A pressurized module derived from those that make up the habitable volume of the ISS could sustain Orion crews at L-2 much longer than they could remain there in the big capsule alone, and the linked vehicles could use Gerstenmaier's gravity lanes to reach more interesting destinations such as lunar orbit, an asteroid, the vicinity of Mars or even the JWST for upgrades or repairs.
“It doesn't take much delta-v to do that,” says Gerstenmaier, using the term for change in velocity. “It takes a long time.”
At the 62nd IAC in Cape Town, South Africa, Gerstenmaier and others were considering recycling space station modules to one of the Earth-Moon Lagrangian points (AW&ST Oct. 10, 2011, p. 46). Closer examination has proved that idea impractical—station modules were not built for the radiation, thermal and gravity environments, all of which are poorly understood. “We have different gravitation conditions at Lagrangian points,” says Derechin. “It may be simple, but we will need new technology for rendezvous and docking.”
The Russian engineer suggests the time to begin addressing those problems is now, while the ISS is still functioning and can be used as a starting point.

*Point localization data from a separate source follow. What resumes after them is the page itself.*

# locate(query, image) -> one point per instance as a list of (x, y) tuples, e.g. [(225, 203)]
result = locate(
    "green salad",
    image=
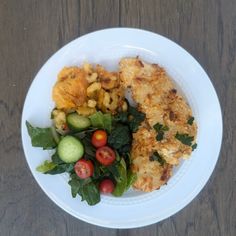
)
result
[(93, 150)]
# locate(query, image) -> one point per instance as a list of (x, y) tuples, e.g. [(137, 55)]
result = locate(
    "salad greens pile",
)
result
[(119, 129)]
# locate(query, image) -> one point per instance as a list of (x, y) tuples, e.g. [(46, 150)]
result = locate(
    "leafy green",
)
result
[(61, 168), (190, 120), (55, 135), (46, 166), (184, 138), (85, 188), (41, 137), (89, 149), (194, 146), (102, 121), (122, 183), (56, 159), (160, 131), (120, 136), (131, 178), (135, 118), (156, 157)]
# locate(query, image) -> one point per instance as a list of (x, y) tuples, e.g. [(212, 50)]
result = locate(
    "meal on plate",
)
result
[(105, 144)]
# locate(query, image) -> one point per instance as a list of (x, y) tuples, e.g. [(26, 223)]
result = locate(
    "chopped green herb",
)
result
[(190, 120), (156, 157), (160, 131), (135, 118), (184, 138), (102, 121), (41, 137), (86, 188), (120, 136), (194, 146)]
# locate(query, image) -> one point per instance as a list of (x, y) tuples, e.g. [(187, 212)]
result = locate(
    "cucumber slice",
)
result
[(77, 122), (70, 149)]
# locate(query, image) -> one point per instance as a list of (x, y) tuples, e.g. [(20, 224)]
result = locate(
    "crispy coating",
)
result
[(69, 91), (150, 174), (156, 96)]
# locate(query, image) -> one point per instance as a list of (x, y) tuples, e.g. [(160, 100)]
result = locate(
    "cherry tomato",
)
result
[(105, 155), (106, 186), (84, 168), (99, 138)]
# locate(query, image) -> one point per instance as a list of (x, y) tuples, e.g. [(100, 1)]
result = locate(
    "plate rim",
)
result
[(180, 206)]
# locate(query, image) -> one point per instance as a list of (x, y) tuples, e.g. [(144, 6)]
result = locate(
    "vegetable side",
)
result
[(119, 129)]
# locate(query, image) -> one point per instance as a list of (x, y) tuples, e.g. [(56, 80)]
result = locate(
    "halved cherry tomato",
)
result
[(84, 168), (99, 138), (106, 186), (105, 155)]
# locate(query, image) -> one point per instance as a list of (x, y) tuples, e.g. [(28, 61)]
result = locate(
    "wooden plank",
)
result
[(98, 14), (32, 30)]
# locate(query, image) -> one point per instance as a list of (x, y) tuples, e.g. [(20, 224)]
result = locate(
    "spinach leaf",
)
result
[(160, 131), (156, 157), (131, 178), (135, 118), (89, 149), (46, 166), (190, 120), (56, 159), (122, 183), (85, 188), (194, 146), (184, 138), (41, 137), (119, 137), (102, 121)]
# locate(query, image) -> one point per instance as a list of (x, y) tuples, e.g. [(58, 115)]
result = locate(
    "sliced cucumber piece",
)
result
[(77, 122), (70, 149)]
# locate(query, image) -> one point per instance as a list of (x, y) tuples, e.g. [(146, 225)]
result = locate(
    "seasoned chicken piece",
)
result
[(151, 174), (70, 90), (156, 96)]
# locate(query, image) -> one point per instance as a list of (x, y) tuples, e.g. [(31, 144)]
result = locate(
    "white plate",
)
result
[(106, 47)]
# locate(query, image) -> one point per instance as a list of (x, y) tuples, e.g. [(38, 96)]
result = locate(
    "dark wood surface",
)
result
[(32, 30)]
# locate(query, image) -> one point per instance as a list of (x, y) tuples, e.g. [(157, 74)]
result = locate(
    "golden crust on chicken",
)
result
[(151, 174), (156, 96)]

Space-agency chiefs who partner with NASA on the ISS are much more focused on finding funds to operate the station now than they are on figuring out how to move pieces of it somewhere else after 2020. In an IAC press conference, they were unanimous in their support for keeping the station running as long as possible after that date.
“Myself, I would like to make sure we extend the ISS beyond 2020 because it is useful,” said Jean-Jacques Dordain, director general of the European Space Agency, which will learn at a ministerial conference next month if its partner nations are willing to fund ESA at the station until 2020. He was joined in that view by Keiji Tachikawa, president of the Japan Aerospace Exploration Agency, and Steve MacLean, president of the Canadian Space Agency.
Sergey Saveliev, deputy head of the Russian space agency Roscosmos, also agreed with Dordain on the need to focus on the station after 2020. Russia, which plans to invest $1 billion a year in human spaceflight activities in 2015-25, expects that the ISS will be used to support future exploration, no matter what the destination.
In May, Alexey Krasnov, head of human spaceflight at Roscosmos, said Moscow needs to begin planning by 2014 if Russia is to remain in the partnership beyond the end of this decade.
“We don't need firm commitments then, but indications of what the partners want to do,” Krasnov told an ISS-utilization symposium in Berlin. “We know this deadline might create some difficulties. But we have to have some idea of what we are going to do for this 10-year budget.”